In this study, ZrN and TiSiN coatings were chosen to improve fretting corrosion resistance of CoCrMo alloy. ZrN was selected due to its distinguished chemical and physical properties among different transition metal nitrides (TiN, CrN, HfN, TaN, etc) such as high chemical, thermal stability (Wu et al., 1997) and low electrical resistivity (Wang et al., 1995). It has also been proven to be effective in improving wear and corrosion resistance of magnesium alloys (Xin et al., 2009) and stainless steels (Chou et al., 2003). Hubler et al. even observed greater wear and corrosion resistant enhancement of ZrN compared with TiN on 316L femoral implant alloy (Hübler et al., 2001). For TiN coatings, the latest development has been the incorporation of other elements such as B, C or Si to further improve mechanical properties. These nanocomposite coatings consist of a nano-crystalline phase TiN embedded in an amorphous B, C or Si nitride matrix. These coatings possess exceptionally high hardness, usually in the range of 40–50 GPa (Karvankova et al., 2006; Ma et al., 2005). TiSiN coating is of particular interest in biomedical applications due to its high hardness, elastic modulus, low friction coefficient and high wear and corrosion resistance (Diserens et al., 1998; Cheng et al., 2010; Balasubramanian et al., 2012). Nanocomposite coatings can be synthesized through various physical vapor deposition (PVD) techniques such as magnetron sputtering, cathodic arc evaporation, electron ion plating. Among these techniques, cathodic arc evaporation (arc-PVD) has received extensive attention due to its high ionization rate and high current density which lead to high deposition rate and good adhesion of coatings (Yang et al., 2007).

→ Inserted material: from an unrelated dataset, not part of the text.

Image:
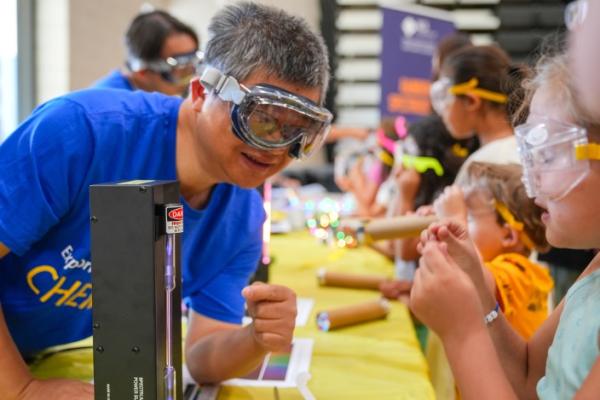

This study intends to fill in the gap in the literature by addressing the fretting corrosion issue that was commonly found in hip implants. As previously noted, limited studies have been reported on fretting corrosion testing and mechanistic analyses of CoCrMo with hard coatings. One objective of this study is to simulate fretting corrosion that might occur in-vivo at the trunnion-femoral head junction of MoP type implants and investigate the possible improvement in fretting corrosion resistance of CoCrMo alloy with either ZrN or TiSiN coatings. The fretting corrosion tests were conducted using Ti6Al4V against unmodified and arc-PVD modified CoCrMo alloy in simulated body fluid (SBF), followed by comprehensive material and mechanistic analyses. To the authors’ knowledge, this is one of the first studies in a laboratory setting to recreate similar fretting corrosion results as found in retrieval studies (Cooper et al., 2013). More importantly, this study proposes and demonstrates the TiSiN nanocomposite coating on the CoCrMo alloy as an effective way of reducing Co ion release caused by fretting corrosion in modular total hip implants.